L’Île rouge Robin Campillo / 2023

Au début des années 70, sur une base de l’armée française à Madagascar, les militaires et leurs familles vivent les dernières illusions du colonialisme.

Quelques spoilers.
 

Il est difficile de cerner ce qui dysfonctionne dans ce film dont les différentes parties forcent pourtant le respect, et dont l’ambition ravit.

Campillo, manifestement, cherche avant tout ici à désigner, à identifier et à circonscrire l’atmosphère qui fut celle de son enfance introvertie : un mélange de sensations chaudes et de couleurs rouges, de relation fusionnelle à la mère et de conflits familiaux larvés, de paradis perdu à l’image et de cauchemar politique aux abords – insensibles vibrations sismiques d’un colonialisme français alors sur son déclin. Cette identité, le film parvient très bien à la saisir, et même un peu trop : son principal défaut est de foncer droit sur ce qui l’intéresse, plutôt que de laisser sa vision du monde émerger organiquement, à la périphérie, aux détours secrets d’un récit qui s’avère un peu maigre.
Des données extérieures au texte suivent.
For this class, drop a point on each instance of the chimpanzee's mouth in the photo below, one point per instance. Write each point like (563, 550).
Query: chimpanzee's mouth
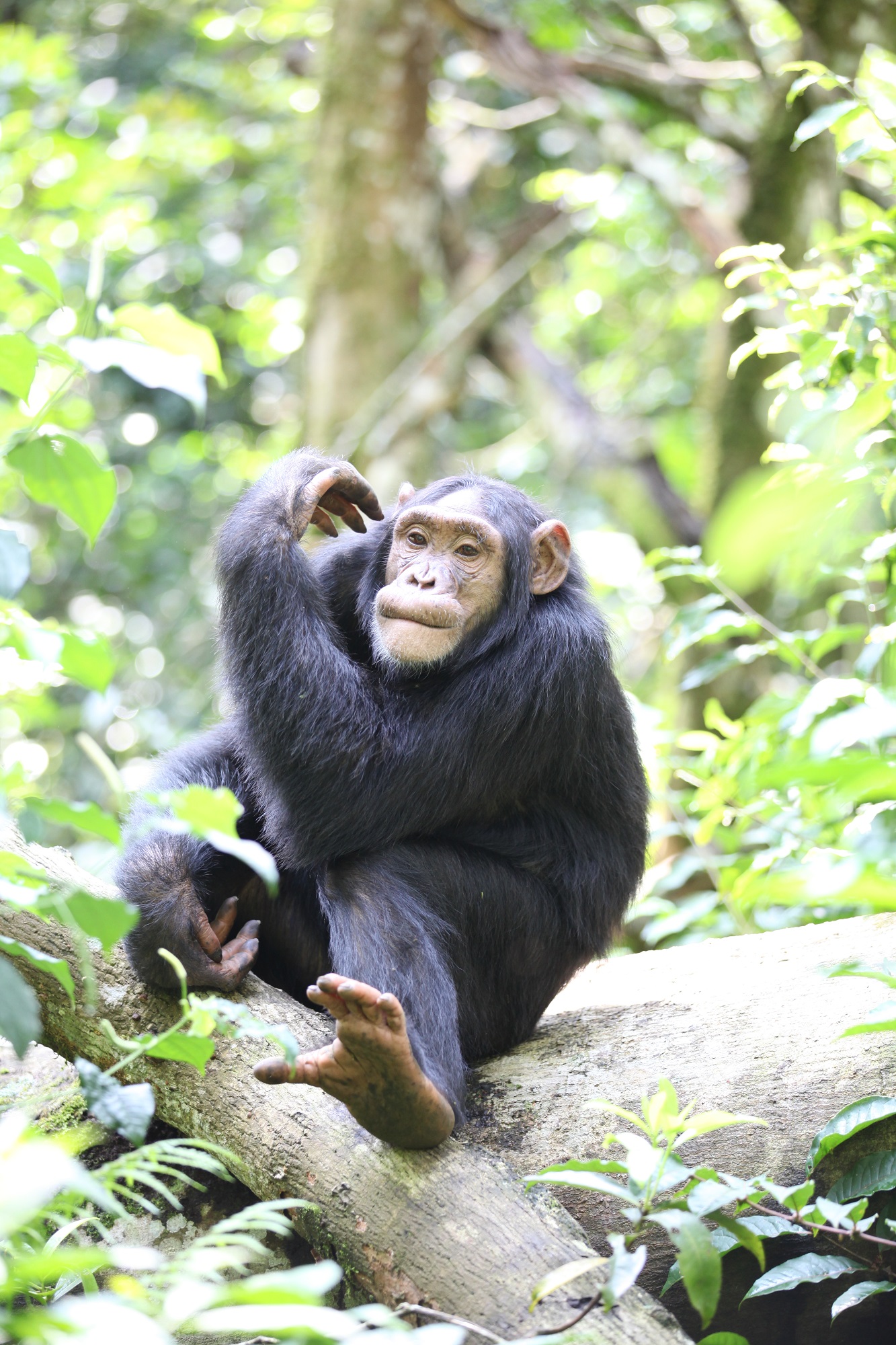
(436, 618)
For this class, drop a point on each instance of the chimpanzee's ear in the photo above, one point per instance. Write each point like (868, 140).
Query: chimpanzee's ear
(551, 549)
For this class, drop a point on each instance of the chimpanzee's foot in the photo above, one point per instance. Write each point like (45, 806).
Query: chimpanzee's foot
(370, 1067)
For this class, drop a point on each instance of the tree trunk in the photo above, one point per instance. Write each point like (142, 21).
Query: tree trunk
(374, 210)
(451, 1227)
(744, 1024)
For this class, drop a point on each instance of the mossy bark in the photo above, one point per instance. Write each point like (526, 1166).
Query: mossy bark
(374, 210)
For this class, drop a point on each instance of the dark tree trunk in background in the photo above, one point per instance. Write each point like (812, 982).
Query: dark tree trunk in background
(791, 192)
(373, 228)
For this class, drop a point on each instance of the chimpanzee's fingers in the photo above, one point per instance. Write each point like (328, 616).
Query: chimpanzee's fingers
(362, 1000)
(329, 1001)
(306, 1071)
(206, 938)
(325, 523)
(248, 933)
(233, 969)
(392, 1012)
(274, 1073)
(338, 505)
(222, 923)
(350, 484)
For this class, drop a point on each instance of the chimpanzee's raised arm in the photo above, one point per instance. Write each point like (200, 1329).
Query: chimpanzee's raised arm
(313, 723)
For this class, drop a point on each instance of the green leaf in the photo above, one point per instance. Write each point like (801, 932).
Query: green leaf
(124, 1109)
(33, 268)
(563, 1276)
(85, 817)
(169, 330)
(64, 474)
(810, 1269)
(858, 1293)
(18, 365)
(57, 968)
(624, 1269)
(850, 1120)
(700, 1265)
(87, 658)
(823, 119)
(872, 1174)
(744, 1235)
(212, 816)
(19, 1012)
(194, 1051)
(15, 563)
(107, 919)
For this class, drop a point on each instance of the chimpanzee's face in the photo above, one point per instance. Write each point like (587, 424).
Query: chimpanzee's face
(444, 576)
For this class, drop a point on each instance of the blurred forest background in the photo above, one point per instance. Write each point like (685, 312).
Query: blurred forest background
(482, 235)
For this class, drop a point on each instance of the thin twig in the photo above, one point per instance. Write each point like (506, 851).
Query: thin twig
(767, 626)
(373, 412)
(556, 1331)
(825, 1229)
(407, 1309)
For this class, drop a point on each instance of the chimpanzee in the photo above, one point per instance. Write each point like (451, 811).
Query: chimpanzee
(428, 735)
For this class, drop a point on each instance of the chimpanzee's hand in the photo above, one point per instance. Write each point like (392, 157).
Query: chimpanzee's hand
(208, 958)
(335, 490)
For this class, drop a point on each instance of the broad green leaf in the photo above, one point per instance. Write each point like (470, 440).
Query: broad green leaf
(146, 365)
(850, 1120)
(169, 330)
(107, 919)
(823, 119)
(33, 268)
(700, 1265)
(124, 1109)
(212, 816)
(19, 1011)
(194, 1051)
(810, 1269)
(18, 365)
(858, 1293)
(87, 658)
(57, 968)
(624, 1269)
(64, 474)
(724, 1242)
(872, 1174)
(15, 563)
(563, 1276)
(85, 817)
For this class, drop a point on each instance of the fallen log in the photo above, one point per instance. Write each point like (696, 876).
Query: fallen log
(745, 1024)
(450, 1229)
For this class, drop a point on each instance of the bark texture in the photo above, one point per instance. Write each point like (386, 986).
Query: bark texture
(374, 209)
(451, 1227)
(749, 1026)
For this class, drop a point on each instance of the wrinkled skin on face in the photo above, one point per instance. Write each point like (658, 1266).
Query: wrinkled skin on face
(446, 576)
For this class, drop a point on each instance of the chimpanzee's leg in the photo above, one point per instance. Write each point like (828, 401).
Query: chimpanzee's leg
(469, 946)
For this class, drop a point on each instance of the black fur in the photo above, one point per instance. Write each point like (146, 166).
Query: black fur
(466, 840)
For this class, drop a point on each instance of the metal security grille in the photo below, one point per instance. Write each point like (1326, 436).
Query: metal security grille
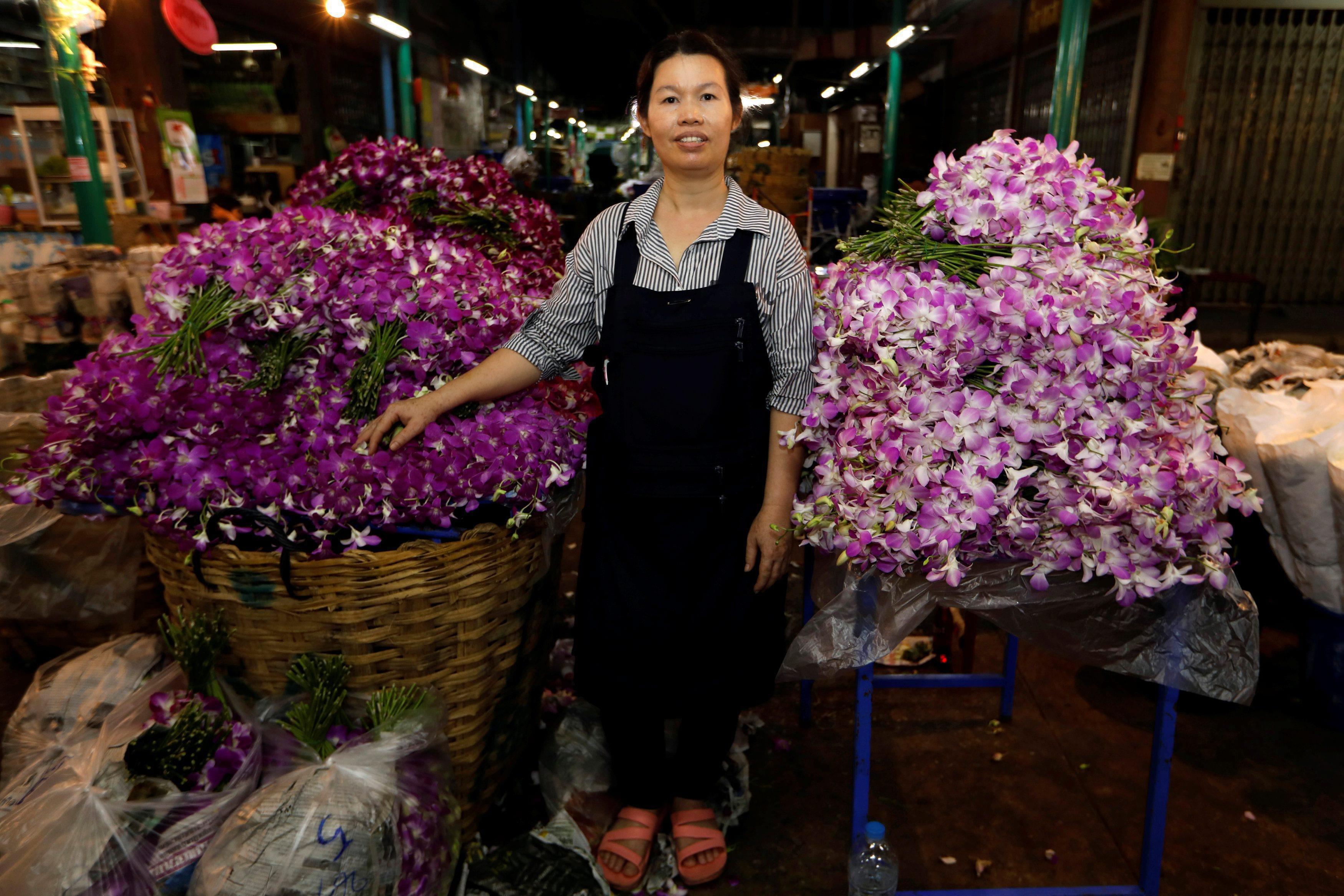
(1104, 104)
(978, 105)
(1263, 170)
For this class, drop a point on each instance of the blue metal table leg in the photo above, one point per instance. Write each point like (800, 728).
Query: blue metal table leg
(808, 609)
(1159, 788)
(1010, 678)
(862, 750)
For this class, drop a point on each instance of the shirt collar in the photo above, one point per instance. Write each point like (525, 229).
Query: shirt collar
(740, 213)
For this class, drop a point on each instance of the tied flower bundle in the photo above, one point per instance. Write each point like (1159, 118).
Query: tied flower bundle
(266, 349)
(471, 201)
(358, 797)
(995, 379)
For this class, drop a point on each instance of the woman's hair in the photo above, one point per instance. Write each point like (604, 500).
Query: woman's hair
(689, 43)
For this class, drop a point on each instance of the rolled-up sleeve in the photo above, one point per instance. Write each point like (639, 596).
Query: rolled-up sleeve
(790, 331)
(556, 335)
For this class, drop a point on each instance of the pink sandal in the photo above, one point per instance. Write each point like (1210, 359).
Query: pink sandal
(644, 831)
(706, 839)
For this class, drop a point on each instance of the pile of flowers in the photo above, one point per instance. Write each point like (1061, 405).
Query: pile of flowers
(271, 343)
(996, 379)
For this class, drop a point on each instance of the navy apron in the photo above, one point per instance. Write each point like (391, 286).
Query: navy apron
(667, 618)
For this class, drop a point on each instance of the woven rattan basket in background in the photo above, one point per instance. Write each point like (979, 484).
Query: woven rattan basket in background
(465, 617)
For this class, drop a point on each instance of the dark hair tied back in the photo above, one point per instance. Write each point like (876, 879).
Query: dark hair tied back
(687, 43)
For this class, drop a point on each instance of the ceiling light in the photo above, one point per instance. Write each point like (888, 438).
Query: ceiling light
(389, 26)
(902, 37)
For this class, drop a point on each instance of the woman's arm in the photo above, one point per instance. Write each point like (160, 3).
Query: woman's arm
(502, 374)
(553, 338)
(769, 538)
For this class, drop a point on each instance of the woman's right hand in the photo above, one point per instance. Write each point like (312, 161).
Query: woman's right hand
(414, 414)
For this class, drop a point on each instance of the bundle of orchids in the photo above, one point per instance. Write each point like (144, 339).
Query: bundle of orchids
(269, 343)
(996, 379)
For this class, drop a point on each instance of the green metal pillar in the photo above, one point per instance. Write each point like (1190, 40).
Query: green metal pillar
(1069, 69)
(889, 137)
(77, 123)
(405, 99)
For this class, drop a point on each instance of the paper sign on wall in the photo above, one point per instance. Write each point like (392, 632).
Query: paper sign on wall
(1155, 166)
(182, 156)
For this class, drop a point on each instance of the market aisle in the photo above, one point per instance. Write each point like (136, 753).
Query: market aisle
(1072, 778)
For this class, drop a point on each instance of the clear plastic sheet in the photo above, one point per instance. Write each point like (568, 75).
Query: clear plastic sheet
(68, 569)
(72, 696)
(80, 825)
(1195, 638)
(377, 817)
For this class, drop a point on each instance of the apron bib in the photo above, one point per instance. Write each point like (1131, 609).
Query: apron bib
(667, 620)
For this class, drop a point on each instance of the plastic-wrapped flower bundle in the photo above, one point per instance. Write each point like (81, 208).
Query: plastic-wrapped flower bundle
(268, 346)
(357, 798)
(996, 381)
(132, 812)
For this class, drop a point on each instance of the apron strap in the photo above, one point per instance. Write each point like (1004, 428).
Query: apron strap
(627, 255)
(737, 253)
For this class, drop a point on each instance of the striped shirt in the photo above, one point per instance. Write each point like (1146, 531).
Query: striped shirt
(570, 320)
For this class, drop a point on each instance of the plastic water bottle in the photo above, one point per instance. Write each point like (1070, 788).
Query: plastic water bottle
(873, 864)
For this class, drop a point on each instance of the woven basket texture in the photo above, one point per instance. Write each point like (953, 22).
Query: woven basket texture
(465, 617)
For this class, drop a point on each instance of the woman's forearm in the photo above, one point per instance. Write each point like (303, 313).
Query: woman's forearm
(502, 374)
(785, 465)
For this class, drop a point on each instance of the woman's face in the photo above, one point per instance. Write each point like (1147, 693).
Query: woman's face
(690, 117)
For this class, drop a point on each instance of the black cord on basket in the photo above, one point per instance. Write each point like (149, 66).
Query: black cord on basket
(255, 519)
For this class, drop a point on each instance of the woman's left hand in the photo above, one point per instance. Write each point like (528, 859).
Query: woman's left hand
(769, 541)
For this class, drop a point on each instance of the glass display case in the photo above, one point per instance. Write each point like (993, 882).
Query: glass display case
(49, 172)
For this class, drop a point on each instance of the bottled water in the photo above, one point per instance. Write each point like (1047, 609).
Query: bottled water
(873, 864)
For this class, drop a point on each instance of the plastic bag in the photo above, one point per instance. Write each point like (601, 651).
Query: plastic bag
(72, 696)
(1195, 638)
(376, 817)
(1244, 416)
(551, 860)
(83, 827)
(1293, 456)
(68, 569)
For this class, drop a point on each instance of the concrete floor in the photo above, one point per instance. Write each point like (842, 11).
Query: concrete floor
(1072, 780)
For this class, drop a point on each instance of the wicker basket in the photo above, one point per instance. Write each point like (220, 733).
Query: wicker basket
(467, 617)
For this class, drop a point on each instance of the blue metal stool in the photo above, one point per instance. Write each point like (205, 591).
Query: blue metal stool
(1159, 767)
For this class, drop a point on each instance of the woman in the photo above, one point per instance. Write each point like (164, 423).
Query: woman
(703, 306)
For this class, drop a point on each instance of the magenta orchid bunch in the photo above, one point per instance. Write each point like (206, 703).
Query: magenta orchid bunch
(268, 346)
(1034, 405)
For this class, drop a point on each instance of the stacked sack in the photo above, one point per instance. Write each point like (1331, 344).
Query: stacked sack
(776, 177)
(1292, 443)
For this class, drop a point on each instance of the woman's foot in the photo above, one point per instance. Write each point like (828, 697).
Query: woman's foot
(637, 843)
(683, 843)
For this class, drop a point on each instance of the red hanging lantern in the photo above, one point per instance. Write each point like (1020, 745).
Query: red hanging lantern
(191, 25)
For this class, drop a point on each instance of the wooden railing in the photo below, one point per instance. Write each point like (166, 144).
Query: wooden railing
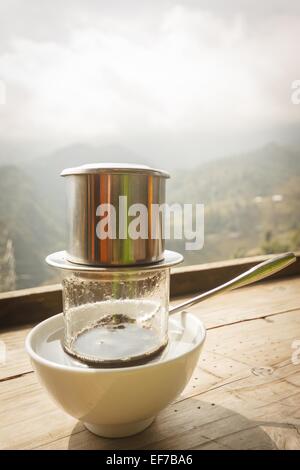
(33, 305)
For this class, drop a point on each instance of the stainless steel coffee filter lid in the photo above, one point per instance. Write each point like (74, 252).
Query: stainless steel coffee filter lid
(114, 168)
Tout est à l’image de cette scène de soirée entre adultes, lourdement construite autour et pour une image, celle de la vision mosaïque des corps à travers une porte vitrée – le reste devenant accessoire. On pourrait aussi citer la visite à l’église, qui n’a d’autre but que de profiter des jeux de lampes de poche à travers les vitraux ; ou encore la facticité surlignée de ces rêveries de Fantômette… Autant de cas insistants où ce qui intéresse le cinéaste se voit comme le nez au milieu de la figure, s’imposant sans patience par un montage trop plein qui ne laisse pas assez infuser les situations, qui ne leur laisse pas le temps de distiller leurs saveurs, préférant en faire un immédiat et plus superficiel festin. Sensation d’autant plus prégnante que le film en sait beaucoup plus que le gamin, dont il entend pourtant épouser le regard, sans faire confiance en ce que le monde a pour lui d’incompréhensible, de cryptique et de suggéré, de perçu du coin de l’œil.

Même frustration devant le geste politique final, plutôt brillant sur le papier, qui consiste à soudain chasser du film (en même temps que du pays) le post-colon français, sa langue, puis ses personnages, pour soudain nous dévoiler tout le hors-champ révolté qui grondait aux abords de la base militaire. Mais l’accumulation alors de discours politiques (visant certes à poser des mots sur ce qui était jusqu’ici tu) laisse une impression plus volontariste que sidérante – les confidences amusées toutes simples de deux personnages retrouvant soudain leur langue natale, dans un coin de salle des fêtes un peu plus tôt dans le film, a au fond bien plus de vibration politique.

Dieu sait pourtant qu’on partage l’envie de Campillo de se débarrasser des péripéties scolaires, des personnages aux arcs trop dessinés, pour extraire le suc du souvenir, de l’identité de ces lieux et de ce temps ; mais en l’état, son film trop volontaire, trop revendicateur dans sa manière de passer du coq à l’âne, laisse plutôt l’impression d’une excellente bande-annonce, d’un rêve de film à mettre en œuvre, d’une promesse en suspens. Reste un projet à l’ambition grandiose, et l’une des plus grandes réussites formelles de ces dernières années – Jeanne Lapoirie signe ici le plus beau travail lumineux de sa carrière1.

 
 

Notes

1 • Notons néanmoins, car décidemment ce film est appelé à être frustrant, que ce fantastique travail de photographie se trouve parasité par un travail de cadre bizarrement hésitant, du moins comparé à la qualité des images (le format carré est d’ailleurs souvent ici moins singulier qu’étouffant, morcelant sans raison les scènes de groupe).